Are there revolutionaries in South Africa? Who are they and what are they doing? Do you need to go around with a lamp in the day time to find one? Apparently not.
According to the secretary-general of the ruling ANC we find revolutionaries at the highest level of government. Addressing the National Union of Metalworkers of South Africa, Gwede Mantashe referred to the newly appointed minister of higher education as a ‘revolutionary’. No one familiar with South Africa would be surprised, as the said minister is Blade Nzimande, General Secretary of the South African Communist Party, a party that promotes itself as a fighter for socialism and the National Democratic Revolution.
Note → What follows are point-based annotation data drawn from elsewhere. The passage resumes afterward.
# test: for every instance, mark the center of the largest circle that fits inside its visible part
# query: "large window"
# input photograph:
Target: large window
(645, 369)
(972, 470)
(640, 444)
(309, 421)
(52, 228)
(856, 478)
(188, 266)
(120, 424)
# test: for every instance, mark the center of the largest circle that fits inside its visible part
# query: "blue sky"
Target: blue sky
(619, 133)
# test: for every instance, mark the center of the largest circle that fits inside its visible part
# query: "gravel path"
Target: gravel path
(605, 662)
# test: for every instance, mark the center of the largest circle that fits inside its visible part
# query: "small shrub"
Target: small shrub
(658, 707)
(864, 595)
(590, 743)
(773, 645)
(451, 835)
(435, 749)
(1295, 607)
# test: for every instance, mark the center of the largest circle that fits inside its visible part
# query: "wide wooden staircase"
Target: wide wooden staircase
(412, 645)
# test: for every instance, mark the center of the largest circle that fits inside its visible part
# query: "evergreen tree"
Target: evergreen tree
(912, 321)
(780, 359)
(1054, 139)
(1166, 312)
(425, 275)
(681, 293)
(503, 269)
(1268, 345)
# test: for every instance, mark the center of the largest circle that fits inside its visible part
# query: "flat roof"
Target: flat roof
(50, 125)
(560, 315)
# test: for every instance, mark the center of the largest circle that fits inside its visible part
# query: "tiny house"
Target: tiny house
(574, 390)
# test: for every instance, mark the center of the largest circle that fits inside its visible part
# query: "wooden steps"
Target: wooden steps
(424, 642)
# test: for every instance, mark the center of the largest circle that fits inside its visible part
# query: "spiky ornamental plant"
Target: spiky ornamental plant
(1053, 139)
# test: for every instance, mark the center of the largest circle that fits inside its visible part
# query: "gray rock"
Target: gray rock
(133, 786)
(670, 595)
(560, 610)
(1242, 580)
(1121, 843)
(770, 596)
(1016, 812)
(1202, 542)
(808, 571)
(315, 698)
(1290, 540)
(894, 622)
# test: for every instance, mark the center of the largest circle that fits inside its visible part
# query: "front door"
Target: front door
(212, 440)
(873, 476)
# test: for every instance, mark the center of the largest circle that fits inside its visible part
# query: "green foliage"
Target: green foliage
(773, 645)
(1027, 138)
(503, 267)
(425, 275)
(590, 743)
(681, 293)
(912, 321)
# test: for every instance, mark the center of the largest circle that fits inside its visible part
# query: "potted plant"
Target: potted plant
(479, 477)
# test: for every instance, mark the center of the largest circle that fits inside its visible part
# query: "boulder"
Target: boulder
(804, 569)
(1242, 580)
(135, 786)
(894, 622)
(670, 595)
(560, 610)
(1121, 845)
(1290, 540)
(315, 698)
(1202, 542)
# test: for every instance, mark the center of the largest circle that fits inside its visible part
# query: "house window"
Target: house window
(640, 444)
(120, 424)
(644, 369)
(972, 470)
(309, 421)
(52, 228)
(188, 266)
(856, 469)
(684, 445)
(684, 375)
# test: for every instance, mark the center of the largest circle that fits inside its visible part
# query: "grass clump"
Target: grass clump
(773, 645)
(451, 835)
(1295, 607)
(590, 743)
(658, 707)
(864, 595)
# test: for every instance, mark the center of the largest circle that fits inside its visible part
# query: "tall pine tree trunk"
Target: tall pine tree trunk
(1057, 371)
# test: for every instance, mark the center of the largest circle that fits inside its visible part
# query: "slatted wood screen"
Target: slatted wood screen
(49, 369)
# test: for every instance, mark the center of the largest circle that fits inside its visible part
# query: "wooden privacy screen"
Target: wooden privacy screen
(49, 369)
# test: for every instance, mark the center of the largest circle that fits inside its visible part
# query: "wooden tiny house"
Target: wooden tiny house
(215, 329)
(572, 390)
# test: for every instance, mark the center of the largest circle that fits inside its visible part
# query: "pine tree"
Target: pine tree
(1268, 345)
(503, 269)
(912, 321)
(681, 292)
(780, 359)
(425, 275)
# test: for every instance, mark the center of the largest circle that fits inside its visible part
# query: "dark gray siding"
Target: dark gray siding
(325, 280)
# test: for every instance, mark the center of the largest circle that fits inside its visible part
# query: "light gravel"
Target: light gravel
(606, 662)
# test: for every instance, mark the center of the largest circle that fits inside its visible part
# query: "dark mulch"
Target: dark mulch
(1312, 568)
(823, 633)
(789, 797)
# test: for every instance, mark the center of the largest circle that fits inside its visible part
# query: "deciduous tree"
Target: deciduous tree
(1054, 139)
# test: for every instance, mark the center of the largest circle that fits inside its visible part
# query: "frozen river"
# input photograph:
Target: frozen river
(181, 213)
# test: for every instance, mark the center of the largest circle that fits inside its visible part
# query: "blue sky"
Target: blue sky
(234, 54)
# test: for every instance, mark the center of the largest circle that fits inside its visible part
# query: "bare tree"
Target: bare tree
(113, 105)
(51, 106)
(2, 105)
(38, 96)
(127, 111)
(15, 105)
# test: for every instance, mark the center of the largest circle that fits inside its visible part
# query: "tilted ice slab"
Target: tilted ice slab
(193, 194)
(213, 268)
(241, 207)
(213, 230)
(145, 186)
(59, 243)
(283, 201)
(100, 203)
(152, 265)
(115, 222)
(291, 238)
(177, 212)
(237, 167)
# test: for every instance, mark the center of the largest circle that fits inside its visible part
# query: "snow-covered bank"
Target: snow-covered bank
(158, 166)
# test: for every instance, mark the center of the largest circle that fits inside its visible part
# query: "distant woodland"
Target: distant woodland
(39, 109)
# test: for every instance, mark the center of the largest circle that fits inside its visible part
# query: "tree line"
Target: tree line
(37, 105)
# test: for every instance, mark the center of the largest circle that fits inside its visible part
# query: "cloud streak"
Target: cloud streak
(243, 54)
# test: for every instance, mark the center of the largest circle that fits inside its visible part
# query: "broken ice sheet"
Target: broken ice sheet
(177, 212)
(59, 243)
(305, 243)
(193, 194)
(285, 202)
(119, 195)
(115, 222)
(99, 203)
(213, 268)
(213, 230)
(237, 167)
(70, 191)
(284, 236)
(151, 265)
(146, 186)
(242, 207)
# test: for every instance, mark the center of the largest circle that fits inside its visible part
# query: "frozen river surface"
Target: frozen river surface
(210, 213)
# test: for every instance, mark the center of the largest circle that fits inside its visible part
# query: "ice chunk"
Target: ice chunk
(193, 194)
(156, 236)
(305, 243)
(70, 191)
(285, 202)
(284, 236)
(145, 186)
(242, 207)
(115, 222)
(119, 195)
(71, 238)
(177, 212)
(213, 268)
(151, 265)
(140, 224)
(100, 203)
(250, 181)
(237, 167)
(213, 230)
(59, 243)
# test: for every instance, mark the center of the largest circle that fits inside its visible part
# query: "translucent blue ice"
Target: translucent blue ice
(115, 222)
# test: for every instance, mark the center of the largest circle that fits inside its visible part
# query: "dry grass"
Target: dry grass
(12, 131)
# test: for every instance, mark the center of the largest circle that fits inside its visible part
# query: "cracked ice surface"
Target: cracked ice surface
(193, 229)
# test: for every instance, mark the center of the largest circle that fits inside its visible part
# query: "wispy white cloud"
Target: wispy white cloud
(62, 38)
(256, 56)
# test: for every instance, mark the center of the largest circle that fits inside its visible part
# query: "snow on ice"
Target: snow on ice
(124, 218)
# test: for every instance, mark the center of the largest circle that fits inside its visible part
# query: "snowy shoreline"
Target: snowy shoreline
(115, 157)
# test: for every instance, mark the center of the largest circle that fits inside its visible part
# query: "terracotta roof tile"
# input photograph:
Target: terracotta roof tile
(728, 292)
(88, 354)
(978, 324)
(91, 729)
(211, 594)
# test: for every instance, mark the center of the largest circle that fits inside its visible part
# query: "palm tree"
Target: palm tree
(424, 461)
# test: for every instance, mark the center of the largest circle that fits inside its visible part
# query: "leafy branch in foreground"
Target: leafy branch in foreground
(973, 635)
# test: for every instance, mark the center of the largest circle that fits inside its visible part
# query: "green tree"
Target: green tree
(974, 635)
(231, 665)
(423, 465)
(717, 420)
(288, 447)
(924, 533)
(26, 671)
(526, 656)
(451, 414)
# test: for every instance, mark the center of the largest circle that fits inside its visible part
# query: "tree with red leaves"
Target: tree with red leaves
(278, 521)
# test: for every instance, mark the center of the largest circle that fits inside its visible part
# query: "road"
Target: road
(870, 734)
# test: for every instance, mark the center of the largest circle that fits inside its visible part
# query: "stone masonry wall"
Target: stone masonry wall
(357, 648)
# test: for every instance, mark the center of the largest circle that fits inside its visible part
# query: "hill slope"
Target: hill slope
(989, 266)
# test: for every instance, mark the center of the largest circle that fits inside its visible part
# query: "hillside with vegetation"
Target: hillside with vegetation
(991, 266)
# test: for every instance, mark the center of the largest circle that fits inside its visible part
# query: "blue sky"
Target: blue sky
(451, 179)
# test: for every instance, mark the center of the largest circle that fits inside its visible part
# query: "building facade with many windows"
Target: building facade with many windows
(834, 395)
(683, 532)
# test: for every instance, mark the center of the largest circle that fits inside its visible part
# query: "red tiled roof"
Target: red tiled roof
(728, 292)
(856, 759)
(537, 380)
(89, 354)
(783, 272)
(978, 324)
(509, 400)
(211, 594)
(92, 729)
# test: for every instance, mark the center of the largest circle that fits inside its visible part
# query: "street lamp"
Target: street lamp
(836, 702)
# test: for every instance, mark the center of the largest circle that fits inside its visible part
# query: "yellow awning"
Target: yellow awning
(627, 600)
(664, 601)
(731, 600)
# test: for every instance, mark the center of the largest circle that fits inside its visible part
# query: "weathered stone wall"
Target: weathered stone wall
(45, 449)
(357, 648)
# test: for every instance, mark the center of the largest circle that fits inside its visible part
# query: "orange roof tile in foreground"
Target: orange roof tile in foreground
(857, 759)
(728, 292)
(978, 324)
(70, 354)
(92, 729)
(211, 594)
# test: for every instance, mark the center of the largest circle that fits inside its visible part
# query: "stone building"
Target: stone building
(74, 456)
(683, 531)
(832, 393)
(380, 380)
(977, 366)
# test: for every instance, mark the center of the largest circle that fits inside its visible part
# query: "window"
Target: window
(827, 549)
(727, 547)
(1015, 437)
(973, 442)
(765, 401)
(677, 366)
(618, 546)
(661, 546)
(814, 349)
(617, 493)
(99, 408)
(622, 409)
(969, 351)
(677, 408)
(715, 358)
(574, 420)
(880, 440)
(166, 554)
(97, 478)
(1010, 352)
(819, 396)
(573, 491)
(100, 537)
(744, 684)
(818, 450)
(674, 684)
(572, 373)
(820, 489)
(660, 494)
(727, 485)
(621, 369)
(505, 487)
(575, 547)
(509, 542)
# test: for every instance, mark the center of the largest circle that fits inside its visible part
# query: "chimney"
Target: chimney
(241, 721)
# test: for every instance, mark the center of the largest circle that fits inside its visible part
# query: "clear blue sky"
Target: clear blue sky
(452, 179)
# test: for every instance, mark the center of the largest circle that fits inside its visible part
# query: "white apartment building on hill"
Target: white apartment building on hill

This demonstrates one of the peculiarities of South (and Southern) Africa. Since 1994 the social system and government policies do not differ in principle from that of the USA for example. But a majority of cabinet ministers and other senior politicians want to be seen, at least sometimes, as revolutionaries. The leaders of the ANC, the Communist Party and the Congress of South African Trade Unions that became the political managers and business beneficiaries of South Africa’s neo-liberal, ultra-capitalistic republic, every so often leave their marble halls and oak boardrooms, dress up in red or green t-shirts and track suits, and present themselves as custodians of the revolution.
It is easy to understand why this is so. Memories of heroic risings against racist rule are still fresh, and huge social crises make the need for radical change obvious. The label ‘revolutionary’ therefore bestow a certain moral authority to its wearer. But there is clearly a problem here. This same group has mimicked George Bush & Co by deregulating markets, skewing social services expenditure and rocketing military spending to primarily benefit state elites and giant business corporations. Since at least 1996, with the open and official embrace of neo-liberalism by the ANC, their actions, far from being revolutionary, have not even been reformist in the sense of wanting to improve capitalism for the benefit of the downtrodden. In fact, the gap between their claim to be revolutionaries and their behaviour is so wide that the only plausible explanation is that this claim is deliberately false – a fraudulent attempt to cover up their role in the oppression of the people.
During the later years of the struggle against Apartheid the majority of politically active Black people considered it a mortal insult to be called a ‘reformist’. To be labelled ‘counter-revolutionary’ was potentially deadly. This has been carried forward in interesting ways. In the USA critics of the government are likely to be denounced as ‘revolutionaries’; in South Africa critics are denounced as ‘counter-revolutionaries,’ pretty much without regard to the content of their criticism. The latter fate befalls opponents of the state’s privatisation policies, as well as judges whose judicial findings are less than complimentary to ANC leaders. As we have seen, this often makes it difficult to sort the reformists from the revolutionaries and both from the downright reactionary, counter-revolutionary wreckers. In this situation it is unlikely that the ANC-led alliance is the only group falsely clinging to red labels, although others won’t necessarily do so for the same sinister reasons. We therefore need to start with an idea of what exactly a revolutionary is if we are going to get anywhere in answering the questions posed at the start of this article.
Lacking incontrovertible examples of revolutionaries to use as a measure, the safest thing is probably to start with a broad definition. Let’s say revolutionaries are people seeking to do away with the current social system. This definition offers the following advantages:
- It clearly sets revolutionaries apart from reformists who merely want to change the system in some ways.
- It leaves open the questions around what defines the system, what would replace it and what the effective methods are for doing so. This allows the discussion to move past the issue of whether a particular person should be labelled a revolutionary or not. Conceding that someone is a revolutionary becomes less of an issue as you can still argue that the person is a mistaken, ineffective or dishonest one.
- It reckons with the possibility that everyone is a revolutionary some of the time or to some extent, in the sense of wanting to abolish prevailing oppressions.
Talking about revolutionaries can help us understand revolution as the concentrated expression of the desire for as thorough as possible a liberation from the poverty, inequality, violence, insults and stress that present society impose on the vast majority. What could be more important than that?